Devons-nous, pour autant, baigner dans le pessimisme? La réponse est négative, peut-être parce que ces clarifications juridiques expliquant l’hétérogénéité des assises juridiques de l’action des organisations africaines dans le domaine de l’eau douce apparaissent fragiles au regard des enjeux actuels de l’Afrique et peut-être aussi parce que la recherche, pour le continent africain, de régime juridique efficace et unifié de coopération institutionnelle dans la gestion de l’eau douce s’avère plus que jamais nécessaire, voire inéluctable. L’homogénéité des assises juridiques des organisations de coopération africaines dans le domaine de l’eau douce en Afrique pourrait ainsi permettre plus de cohérence et de visibilité dans l’action globale des organisations internationales africaines dans le domaine de l’eau douce en Afrique.
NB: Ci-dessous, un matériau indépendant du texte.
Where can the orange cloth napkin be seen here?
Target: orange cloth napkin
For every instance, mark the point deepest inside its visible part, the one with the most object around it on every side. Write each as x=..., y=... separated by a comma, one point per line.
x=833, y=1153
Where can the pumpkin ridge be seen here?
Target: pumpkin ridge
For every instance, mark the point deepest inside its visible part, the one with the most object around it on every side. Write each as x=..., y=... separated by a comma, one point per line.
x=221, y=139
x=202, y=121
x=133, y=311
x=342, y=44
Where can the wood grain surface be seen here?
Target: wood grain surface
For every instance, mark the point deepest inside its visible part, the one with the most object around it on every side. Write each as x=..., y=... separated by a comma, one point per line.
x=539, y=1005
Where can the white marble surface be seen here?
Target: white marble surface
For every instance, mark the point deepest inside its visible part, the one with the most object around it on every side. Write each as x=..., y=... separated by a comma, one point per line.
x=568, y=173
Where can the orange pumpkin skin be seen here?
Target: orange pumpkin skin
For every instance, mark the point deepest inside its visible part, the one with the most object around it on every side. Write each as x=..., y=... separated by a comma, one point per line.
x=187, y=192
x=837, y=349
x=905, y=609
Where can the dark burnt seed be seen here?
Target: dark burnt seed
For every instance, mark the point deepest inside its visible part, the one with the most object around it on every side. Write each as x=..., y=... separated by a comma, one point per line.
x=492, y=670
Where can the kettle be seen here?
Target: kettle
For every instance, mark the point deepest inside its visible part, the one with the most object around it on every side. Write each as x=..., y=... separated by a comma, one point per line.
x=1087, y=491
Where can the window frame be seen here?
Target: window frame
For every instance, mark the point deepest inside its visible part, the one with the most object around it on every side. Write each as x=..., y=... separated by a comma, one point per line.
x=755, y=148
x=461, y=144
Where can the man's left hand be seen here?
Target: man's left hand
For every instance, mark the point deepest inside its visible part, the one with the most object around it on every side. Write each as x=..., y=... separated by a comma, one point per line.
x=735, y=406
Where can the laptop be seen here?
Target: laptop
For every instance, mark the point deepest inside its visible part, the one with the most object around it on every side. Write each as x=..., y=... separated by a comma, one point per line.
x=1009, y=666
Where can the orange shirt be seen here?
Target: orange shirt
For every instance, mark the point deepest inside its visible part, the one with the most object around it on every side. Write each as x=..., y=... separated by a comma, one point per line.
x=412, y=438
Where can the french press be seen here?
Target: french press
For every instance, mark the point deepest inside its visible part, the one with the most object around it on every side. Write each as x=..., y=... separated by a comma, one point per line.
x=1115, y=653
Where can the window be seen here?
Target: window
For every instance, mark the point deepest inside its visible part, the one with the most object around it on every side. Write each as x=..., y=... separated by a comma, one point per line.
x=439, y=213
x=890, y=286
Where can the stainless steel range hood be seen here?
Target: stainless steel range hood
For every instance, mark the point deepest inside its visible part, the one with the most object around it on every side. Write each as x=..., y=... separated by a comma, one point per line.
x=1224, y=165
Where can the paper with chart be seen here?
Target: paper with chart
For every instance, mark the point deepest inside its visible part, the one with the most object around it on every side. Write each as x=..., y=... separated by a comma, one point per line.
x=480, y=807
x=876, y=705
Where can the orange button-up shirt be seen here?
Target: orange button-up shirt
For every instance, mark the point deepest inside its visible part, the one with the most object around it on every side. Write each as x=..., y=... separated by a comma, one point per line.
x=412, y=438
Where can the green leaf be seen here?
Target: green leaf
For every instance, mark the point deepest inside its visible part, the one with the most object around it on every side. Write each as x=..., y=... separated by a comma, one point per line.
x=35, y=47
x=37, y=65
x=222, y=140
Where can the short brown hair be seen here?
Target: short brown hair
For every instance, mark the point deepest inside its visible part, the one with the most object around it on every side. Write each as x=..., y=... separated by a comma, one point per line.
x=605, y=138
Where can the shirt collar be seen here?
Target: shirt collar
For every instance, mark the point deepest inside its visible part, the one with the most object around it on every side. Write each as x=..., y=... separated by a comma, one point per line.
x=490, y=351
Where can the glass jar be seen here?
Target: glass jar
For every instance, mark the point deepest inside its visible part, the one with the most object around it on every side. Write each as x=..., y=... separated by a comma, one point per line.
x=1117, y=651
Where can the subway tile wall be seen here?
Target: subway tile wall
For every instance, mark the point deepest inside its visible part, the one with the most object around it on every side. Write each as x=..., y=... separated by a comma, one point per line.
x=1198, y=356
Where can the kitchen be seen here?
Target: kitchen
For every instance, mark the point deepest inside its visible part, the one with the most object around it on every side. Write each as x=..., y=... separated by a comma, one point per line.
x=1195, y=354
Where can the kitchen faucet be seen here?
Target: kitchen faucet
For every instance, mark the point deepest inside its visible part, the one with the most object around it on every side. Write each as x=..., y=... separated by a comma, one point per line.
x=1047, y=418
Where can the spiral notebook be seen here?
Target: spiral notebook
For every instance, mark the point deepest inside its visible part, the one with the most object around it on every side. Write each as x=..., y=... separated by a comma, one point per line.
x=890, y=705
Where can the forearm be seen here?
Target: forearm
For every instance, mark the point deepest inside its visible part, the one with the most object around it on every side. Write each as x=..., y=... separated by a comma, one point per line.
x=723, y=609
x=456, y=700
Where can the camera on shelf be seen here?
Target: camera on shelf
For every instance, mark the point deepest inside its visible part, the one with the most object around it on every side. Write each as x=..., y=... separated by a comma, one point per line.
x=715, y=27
Elle pourrait surtout favoriser l’éclosion d’une assise juridique permettant de dépasser la relativité du droit international de l’eau douce. Si le droit international ne réussit pas, à l’heure actuelle - non pas qu’il n’existe pas de piste juridique en la matière - à dépasser cette fragmentation du fondement même de l’action des organisations internationales africaines dans le domaine de l’eau douce, il est permis d’en être plein d’espoir.

Le dépassement de cette fragmentation passera, certainement et indubitablement, par la prise en compte de l’Agenda 2063 qui appelle à plus d’unité dans le régime juridique applicable à l’eau douce. Cela est d’autant plus vrai que les domaines et actions prioritaires de l’Agenda 2063 commandent une évolution nécessaire intégrant la perspective de l’approche globale[139] issue du droit international des cours d’eau; laquelle perspective contraste largement avec la logique actuelle d’émiettement du cadre juridique de l’action des organisations africaines en matière d’eau douce.

Si une approche globale est à privilégier afin d’assurer une plus grande efficacité de l’action des organisations africaines dans le domaine de l’eau douce, l’approche sous-régionale présente, néanmoins, la particularité de traduire une préoccupation exprimée de manière beaucoup plus détaillée. Il y a, sur ce plan, des évolutions juridiques à intégrer dans la perspective d’unification de l’action des organisations internationales africaines dans le domaine de l’eau douce. Il y a également des traits caractéristiques à prendre en compte dans la définition prospective de l’essence juridique à conférer au cadre institutionnel africain en matière d’eau douce, d’autant plus qu’une particularité caractéristique des organisations africaines en matière d’eau douce est que leur action repose, en général, sur un cadre juridique primaire qui se complète d’un second pilier s’exprimant à travers des actes juridiques dérivés.